Tanzania: State Eyes Improved Cancer Screening, Treatment

THE Number of people diagnosed with cancer is expected to rise by about 50 per cent by 2030 in Tanzania, the Minister for Health, Community Development, Gender, Elderly and Children Dr Dorothy Gwajima has reported.

The minister revealed this during her Benjamin Mkapa Hospital official tour to inspect its inaugurated cancer unit. The 2018 government figures show cancer accounts for about 33.3 per cent of all patients in the country and the second deadliest non-communicable disease.

Citing the International Agency for Research on Cancer (IARC), the Minister said there about 50,000 cancer patients in the country, prompting the government to become committed in increasing investments to improve universal healthcare and treatment.

"The problem, however, is that 75 per cent of all these patients report to the hospital when the disease is already at an advanced stage," she said.

Experts suggest that there are no cures for any kinds of cancer, but there are treatments to minimise its pain. They say many people treated for cancer finally live the rest of their life, and die of other causes.

The minister was concerned that if no measures are taken the number of cancer patients will double, adding: "Many people fail to spot early signs or symptoms of cancer. The government continues to improve the treatment of cancer in the country, but I call upon the public to develop the habit of getting their health checked regularly so that they diagnose diseases like cancer in the early stages."

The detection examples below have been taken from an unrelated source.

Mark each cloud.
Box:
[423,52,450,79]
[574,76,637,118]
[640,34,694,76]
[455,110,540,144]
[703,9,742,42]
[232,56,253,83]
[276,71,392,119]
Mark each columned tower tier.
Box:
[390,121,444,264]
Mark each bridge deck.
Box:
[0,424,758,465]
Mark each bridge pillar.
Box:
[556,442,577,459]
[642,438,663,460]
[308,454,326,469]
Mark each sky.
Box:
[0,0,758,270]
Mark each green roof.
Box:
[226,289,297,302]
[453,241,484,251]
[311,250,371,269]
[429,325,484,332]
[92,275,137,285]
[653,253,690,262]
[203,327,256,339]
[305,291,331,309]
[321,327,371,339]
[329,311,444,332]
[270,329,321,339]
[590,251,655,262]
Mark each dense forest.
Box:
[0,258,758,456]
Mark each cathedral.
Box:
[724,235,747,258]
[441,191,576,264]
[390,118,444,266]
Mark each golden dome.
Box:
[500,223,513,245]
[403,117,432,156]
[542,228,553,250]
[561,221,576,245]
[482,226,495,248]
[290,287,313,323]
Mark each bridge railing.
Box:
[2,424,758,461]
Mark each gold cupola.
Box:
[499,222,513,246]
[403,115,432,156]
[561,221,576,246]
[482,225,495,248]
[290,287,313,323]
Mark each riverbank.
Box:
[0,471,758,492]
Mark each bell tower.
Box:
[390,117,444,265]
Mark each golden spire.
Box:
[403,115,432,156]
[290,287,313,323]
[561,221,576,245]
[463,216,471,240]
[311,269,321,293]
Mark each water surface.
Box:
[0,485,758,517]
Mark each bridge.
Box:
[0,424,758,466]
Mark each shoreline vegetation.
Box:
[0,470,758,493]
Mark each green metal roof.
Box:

BMH Executive Director Dr Alphonse Chandika said from January to December last year the hospital admitted 814 cancer patients, of which 283 were new cases and the remaining 531 being follow-up cases.

He said the hospital referred 192 of them to the Ocean Road Cancer Institute (ORCI), adding that the rise in the number of cancer the incidence in Dodoma was a result of lifestyle, poor diet, excessive smoking and lack of exercise among the member of the community.

Executive Director of ORCI Dr Julius Mwaiselage said the launch of the department at the Benjamin Mkapa Hospital will reduce congestion in Dar es Salaam.

"ORCI received around 950 patients between 2015 and 2019 and in 2020 it admitted around 500 patients representing a 40 per cent decrease," he added.